Thursday, April 2, 2009

Fast Food Stamps for Scone

Well the discussion in CR on a reference to food stamp enrollment went the way I roll - what does the *data* show us - here without further ado is the year over year change in inidvidual food stamp enrollment for the very limited data set available on:
http://www.fns.usda.gov/pd/34SNAPmonthly.htm

Saturday, March 28, 2009

EMRATIO - More Back to the Future



There I was, blissing on the latest chart and info posted on Calculated Risk, and the point was made by the commentariat (ht Evil Henry Paulson IIRC) that EMRATIO was the real tell regarding the state of the economy in the US...so I had to update my CIVPART-EMRATIO spread chart, which shows continued widening.




But then I got to thinking about the change in EMRATIO, so I smoothed things a bit by making a 3 Month Moving Average, and then took the Year Over Year change in that to generate the second plot. For rate of change, this recession is in there with the best of them and out does the double dip of the 80's - what it does not have (so far) is duration...

Saturday, March 14, 2009

Port of Los Angeles TEU Volumes Year Over Year



Over at Calculated Risk yesterday there was a post on the TEU traffic at the Port of Los Angeles, with lots o' discussion on what was going on. I prefer the Year Over Year view of this sort of data, which accounts for seasonal variability in the month to month changes. This plot is the rate of change for the YoY (3 month MA), so the absolute level of TEU volumes is still climbing if the plot is above 0%. Below 0%, there is an absolute decline in YoY TEU volumes, though the MoM number could still be up (just lower than the same month in the previous year)

  1. Total (In + Out) TEU volumes began declining in absolute terms prior to the start of the recession, have been doing so continuously since that start, and recently began moving sharply downward

  2. There was a period of flat to mild decline in YoY TEU volumes in 4Q2004 to 3Q2005

  3. In the last recession (2001), while the rate of growth significantly declined, it did not go negative (3 month MA of TEU volumes)

The Calculated Risk post:


http://www.calculatedriskblog.com/2009/03/la-port-import-traffic-collapses-in.html

Saturday, March 7, 2009

U-6's Disturbing Seasonal Trend



U-6 non-seasonally adjusted has become my weathervane for employment distress, and there are two disturbing trends (in addition to the value being too damn high at 16%!):


  1. The rate of change reaccelerated (the second derivative increased) - we need to see that start to come down or at least stabilize for that light in the tunnel be daylight and not train.

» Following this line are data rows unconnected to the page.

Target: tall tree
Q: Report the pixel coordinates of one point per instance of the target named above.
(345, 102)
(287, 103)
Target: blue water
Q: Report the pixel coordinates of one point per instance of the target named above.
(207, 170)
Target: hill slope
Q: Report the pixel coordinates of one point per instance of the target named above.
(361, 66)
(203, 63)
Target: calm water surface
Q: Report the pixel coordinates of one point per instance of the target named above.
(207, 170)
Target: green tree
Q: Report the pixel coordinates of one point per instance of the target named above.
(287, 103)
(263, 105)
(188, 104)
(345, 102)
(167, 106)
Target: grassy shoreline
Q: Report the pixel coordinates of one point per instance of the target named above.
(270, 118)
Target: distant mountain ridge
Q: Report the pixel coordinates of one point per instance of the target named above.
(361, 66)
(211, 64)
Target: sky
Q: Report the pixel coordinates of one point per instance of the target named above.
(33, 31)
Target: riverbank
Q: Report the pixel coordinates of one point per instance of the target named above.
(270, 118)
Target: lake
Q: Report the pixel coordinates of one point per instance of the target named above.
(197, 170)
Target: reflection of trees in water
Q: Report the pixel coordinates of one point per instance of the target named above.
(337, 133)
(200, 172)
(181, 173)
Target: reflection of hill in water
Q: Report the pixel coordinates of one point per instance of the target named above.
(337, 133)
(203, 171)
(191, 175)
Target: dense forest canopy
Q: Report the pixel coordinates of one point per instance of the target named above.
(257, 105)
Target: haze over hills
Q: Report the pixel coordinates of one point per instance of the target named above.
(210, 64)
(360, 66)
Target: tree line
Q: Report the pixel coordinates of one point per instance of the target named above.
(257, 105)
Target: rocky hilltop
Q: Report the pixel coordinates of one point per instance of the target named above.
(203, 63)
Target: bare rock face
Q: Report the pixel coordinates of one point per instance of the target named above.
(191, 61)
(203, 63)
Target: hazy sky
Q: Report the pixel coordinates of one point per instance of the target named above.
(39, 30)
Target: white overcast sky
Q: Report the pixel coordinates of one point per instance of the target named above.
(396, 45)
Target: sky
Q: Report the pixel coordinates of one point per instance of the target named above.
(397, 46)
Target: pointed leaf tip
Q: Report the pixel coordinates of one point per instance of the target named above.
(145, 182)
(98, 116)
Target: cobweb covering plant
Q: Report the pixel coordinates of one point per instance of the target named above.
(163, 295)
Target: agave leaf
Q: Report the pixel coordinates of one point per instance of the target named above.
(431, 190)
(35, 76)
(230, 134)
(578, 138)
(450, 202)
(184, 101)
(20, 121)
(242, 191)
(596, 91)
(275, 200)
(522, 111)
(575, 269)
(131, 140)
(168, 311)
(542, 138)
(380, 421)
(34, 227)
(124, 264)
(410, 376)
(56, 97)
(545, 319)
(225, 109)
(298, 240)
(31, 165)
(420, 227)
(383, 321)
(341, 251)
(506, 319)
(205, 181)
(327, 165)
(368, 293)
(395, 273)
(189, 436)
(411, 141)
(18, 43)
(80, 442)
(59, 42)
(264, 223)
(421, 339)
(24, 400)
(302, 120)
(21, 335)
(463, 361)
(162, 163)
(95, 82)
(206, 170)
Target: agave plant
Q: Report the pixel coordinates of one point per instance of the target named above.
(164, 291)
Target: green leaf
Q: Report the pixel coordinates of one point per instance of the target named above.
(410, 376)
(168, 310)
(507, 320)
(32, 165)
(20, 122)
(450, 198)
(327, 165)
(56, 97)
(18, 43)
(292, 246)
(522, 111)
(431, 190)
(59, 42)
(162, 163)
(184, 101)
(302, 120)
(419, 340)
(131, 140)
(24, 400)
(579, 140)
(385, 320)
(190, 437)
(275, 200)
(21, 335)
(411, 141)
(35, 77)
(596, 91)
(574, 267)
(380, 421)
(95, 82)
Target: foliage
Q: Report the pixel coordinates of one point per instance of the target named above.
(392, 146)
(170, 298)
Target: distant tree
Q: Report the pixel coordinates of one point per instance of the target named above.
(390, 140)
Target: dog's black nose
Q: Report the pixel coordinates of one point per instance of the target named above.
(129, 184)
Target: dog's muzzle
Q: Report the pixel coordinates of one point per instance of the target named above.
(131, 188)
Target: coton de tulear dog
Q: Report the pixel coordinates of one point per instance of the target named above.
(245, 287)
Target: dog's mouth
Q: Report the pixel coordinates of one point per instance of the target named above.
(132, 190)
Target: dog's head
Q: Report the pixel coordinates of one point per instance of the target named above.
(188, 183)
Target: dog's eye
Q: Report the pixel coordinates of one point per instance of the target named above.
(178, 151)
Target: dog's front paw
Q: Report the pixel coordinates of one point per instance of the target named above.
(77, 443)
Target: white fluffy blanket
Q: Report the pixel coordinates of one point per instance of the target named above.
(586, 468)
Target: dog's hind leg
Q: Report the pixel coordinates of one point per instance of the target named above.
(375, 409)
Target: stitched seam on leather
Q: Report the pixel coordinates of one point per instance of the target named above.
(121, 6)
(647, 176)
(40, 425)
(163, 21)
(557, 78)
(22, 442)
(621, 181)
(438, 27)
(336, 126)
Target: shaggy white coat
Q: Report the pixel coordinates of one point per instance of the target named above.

  2. The seasonal trend should be for the absolute value to decline going into the first quarter, but it is not - it is increasing - not good.


This is what I am talking about - unfortunately, the time series is somewhat limited for U-6 - but as you can see, even through the last recession the seasonal pattern of a Month Over Month decline held. Things are different this time.